I suppose that coulld work as the imperium has anigravity technology. You will just have to make them look more gothic, perhaps make them eagles.


----------



## Inquisitor Einar (Mar 6, 2009)

$120 for a couple of combat servitors? Which models are you referring to?
You could always make some conversions. Necromunda has some nice models for this. ( Pit slaves )


----------



## rokar4life (Jun 21, 2008)

http://www.games-workshop.com/gws/catalog/productDetail.jsp?catId=cat1020021&prodId=prod1060069

its 15 for 2, but only one has a heavy bolter, and a regular heavy bolter looks rediculous on those guys.


----------



## The Son of Horus (Dec 30, 2006)

Depending on what the servitors specifically are for, you could use Sisters of Battle with heavy bolters.
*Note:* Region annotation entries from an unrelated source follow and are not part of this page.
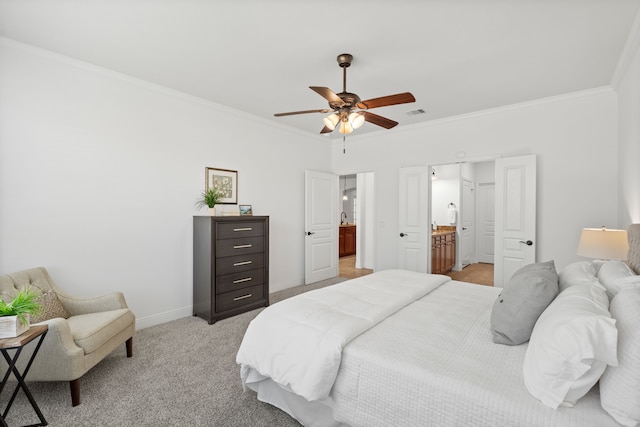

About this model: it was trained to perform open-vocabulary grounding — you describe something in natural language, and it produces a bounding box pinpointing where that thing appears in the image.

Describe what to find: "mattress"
[329,281,618,427]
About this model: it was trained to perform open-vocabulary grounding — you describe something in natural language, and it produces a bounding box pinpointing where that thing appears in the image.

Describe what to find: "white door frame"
[304,171,340,284]
[493,154,537,287]
[397,165,431,273]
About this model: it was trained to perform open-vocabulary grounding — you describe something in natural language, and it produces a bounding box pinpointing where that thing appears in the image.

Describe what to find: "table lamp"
[578,226,629,261]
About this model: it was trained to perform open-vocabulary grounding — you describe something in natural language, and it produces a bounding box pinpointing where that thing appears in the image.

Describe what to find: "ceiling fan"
[274,53,416,134]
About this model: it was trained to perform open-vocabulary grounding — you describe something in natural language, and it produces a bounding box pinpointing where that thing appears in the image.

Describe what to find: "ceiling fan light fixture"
[349,112,364,129]
[322,113,340,130]
[338,121,353,135]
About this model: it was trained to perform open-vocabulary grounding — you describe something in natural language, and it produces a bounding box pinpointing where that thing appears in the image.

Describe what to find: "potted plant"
[0,288,40,338]
[196,187,222,216]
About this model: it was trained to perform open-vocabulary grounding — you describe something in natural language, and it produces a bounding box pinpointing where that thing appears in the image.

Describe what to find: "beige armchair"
[0,267,135,406]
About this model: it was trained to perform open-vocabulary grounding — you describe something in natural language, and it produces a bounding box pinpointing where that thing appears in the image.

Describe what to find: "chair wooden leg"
[69,378,80,406]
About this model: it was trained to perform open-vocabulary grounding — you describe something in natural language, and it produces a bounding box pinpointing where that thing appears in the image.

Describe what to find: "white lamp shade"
[578,227,629,260]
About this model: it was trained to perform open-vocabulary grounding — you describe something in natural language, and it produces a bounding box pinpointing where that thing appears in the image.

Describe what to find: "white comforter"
[236,270,450,401]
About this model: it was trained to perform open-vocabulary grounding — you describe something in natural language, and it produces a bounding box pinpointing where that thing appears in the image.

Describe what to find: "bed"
[236,224,640,427]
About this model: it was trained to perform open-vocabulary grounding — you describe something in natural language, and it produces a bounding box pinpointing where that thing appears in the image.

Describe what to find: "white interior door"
[398,166,431,273]
[304,171,339,284]
[493,154,536,286]
[459,179,476,267]
[477,182,496,264]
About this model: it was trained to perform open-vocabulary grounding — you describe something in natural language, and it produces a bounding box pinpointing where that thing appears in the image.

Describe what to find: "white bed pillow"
[598,261,640,298]
[600,288,640,426]
[523,284,618,409]
[558,261,598,292]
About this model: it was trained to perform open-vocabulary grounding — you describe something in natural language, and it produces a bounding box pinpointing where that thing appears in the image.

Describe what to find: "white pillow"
[598,261,640,298]
[600,288,640,426]
[558,261,598,292]
[523,284,618,409]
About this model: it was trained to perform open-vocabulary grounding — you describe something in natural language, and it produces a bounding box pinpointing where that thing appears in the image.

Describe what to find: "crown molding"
[611,11,640,90]
[0,36,324,141]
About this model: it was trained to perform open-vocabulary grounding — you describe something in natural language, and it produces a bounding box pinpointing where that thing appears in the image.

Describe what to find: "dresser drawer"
[216,285,264,311]
[216,237,264,257]
[216,268,264,294]
[216,221,264,239]
[216,252,264,276]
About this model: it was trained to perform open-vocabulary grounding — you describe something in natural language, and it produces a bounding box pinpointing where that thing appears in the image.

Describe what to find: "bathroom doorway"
[430,161,495,285]
[338,172,375,279]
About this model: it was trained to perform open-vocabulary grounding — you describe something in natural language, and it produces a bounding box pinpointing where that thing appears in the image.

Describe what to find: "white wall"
[0,39,331,328]
[614,13,640,229]
[332,88,618,270]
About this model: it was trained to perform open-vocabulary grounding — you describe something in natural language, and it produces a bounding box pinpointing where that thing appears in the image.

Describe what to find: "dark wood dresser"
[193,216,269,324]
[431,231,456,274]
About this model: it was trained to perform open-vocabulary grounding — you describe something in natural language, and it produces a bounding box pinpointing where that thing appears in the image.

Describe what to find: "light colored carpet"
[0,278,344,427]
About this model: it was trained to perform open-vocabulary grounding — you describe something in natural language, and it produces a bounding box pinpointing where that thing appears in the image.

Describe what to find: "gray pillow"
[491,261,558,345]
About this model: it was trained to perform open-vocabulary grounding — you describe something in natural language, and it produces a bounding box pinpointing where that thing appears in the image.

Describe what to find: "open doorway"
[429,161,495,286]
[338,172,375,279]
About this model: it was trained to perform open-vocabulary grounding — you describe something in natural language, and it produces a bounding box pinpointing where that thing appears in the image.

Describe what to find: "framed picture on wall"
[205,168,238,205]
[240,205,253,216]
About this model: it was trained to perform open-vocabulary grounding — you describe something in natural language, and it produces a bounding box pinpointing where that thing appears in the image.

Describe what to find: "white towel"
[449,207,458,225]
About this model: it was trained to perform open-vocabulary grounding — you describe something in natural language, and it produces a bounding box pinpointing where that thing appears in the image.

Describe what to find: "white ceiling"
[0,0,640,137]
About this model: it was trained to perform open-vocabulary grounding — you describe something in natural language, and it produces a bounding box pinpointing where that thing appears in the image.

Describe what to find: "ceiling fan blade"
[274,108,333,117]
[362,111,398,129]
[357,92,416,110]
[309,86,344,106]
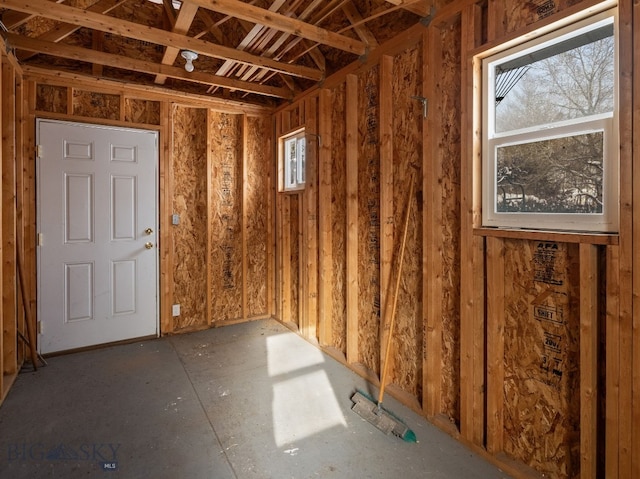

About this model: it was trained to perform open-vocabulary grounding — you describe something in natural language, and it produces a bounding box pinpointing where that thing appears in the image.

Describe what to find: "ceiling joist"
[190,0,367,55]
[6,33,293,99]
[0,0,324,81]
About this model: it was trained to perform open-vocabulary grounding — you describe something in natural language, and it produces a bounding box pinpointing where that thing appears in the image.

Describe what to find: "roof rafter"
[186,0,367,55]
[386,0,431,17]
[6,33,293,99]
[18,0,127,61]
[156,1,198,85]
[0,0,324,81]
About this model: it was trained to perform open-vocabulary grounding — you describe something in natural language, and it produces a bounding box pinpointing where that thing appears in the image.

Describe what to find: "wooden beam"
[375,55,395,394]
[342,2,378,50]
[318,88,334,347]
[240,115,250,320]
[6,33,293,98]
[158,101,175,336]
[386,0,431,17]
[17,0,127,61]
[156,1,198,85]
[24,67,270,118]
[458,0,482,444]
[345,75,360,364]
[487,238,505,455]
[91,30,104,77]
[21,78,37,364]
[460,4,482,449]
[604,246,621,477]
[191,0,366,55]
[0,0,324,81]
[0,57,18,375]
[580,244,599,479]
[617,2,640,478]
[216,0,284,75]
[301,96,321,341]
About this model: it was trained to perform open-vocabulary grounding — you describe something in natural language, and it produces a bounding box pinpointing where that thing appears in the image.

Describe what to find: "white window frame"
[482,8,619,233]
[278,128,307,195]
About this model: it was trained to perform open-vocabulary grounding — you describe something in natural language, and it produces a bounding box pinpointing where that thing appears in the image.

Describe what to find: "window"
[482,8,619,232]
[280,130,306,191]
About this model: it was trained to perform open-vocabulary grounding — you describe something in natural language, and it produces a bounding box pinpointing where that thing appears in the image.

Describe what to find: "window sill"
[473,228,620,246]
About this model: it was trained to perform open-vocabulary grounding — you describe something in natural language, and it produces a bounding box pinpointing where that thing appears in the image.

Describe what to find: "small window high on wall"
[482,7,619,232]
[278,129,306,191]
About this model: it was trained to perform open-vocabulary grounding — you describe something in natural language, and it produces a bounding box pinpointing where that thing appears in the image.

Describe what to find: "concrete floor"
[0,320,508,479]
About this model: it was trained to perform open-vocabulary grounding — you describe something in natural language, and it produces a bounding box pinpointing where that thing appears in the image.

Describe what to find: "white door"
[37,120,158,353]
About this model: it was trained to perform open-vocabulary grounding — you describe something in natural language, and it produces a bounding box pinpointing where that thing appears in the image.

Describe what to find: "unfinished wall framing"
[275,0,640,478]
[0,0,640,478]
They're fine for use with an Inquisitor as gun servitors in that regard. 

Reaper also makes a kind of cool model that's a pretty unsubtle rip-off of Marcus Fenix armed with a rotary weapon-- check out their Chronoscope range-- I think it's called Space Marine with Chaingun or something like that. 

Another possibility is to use Guardsmen armed with heavy bolters-- the old heavy weapons teams that have a guardsman manning a wheeled stand with the heavy weapon works well. If you've got a friend who plays Guard who isn't playing in the tournament, you could also see about borrowing heavy weapons teams with Heavy Bolters, also. 

The Orlock heavy from the Necromunda range, finally, is a solid model that works for Sgt. Harker (at least, until the proper model's release) and works for gun servitors as well. Check out the specialist games range-- I don't know what the price looks like for him, though-- it might be comparable to getting blisters of servitors.


----------



## Inquisitor Einar (Mar 6, 2009)

Sadly.. the Orlock guy can't be purchased alone anymore.. you have to buy a full gang to get one. Which is 30 euro's or so.


----------



## Lord of Rebirth (Jun 7, 2008)

You could use regular marines with heavy bolters and just say they are sevitors or you can tech them up some as servitors. Alternatively you can use almost any random mess of parts with a heavy bolter and just call it a servitor.

It would depend wildly on your bits stock but you can tech up many different models such as marines or IG or you could throw together some parts to make a very odd looking servitor. I'd say no to Gun drones since they would be to obviously based on Tau tech without major reworking.

Check through your spare vehicle bits first. I have a MASSIVE selection of spare vehicle parts including whole tanks so I don't wanna suggest stuff that might end up costing you a lot more.


----------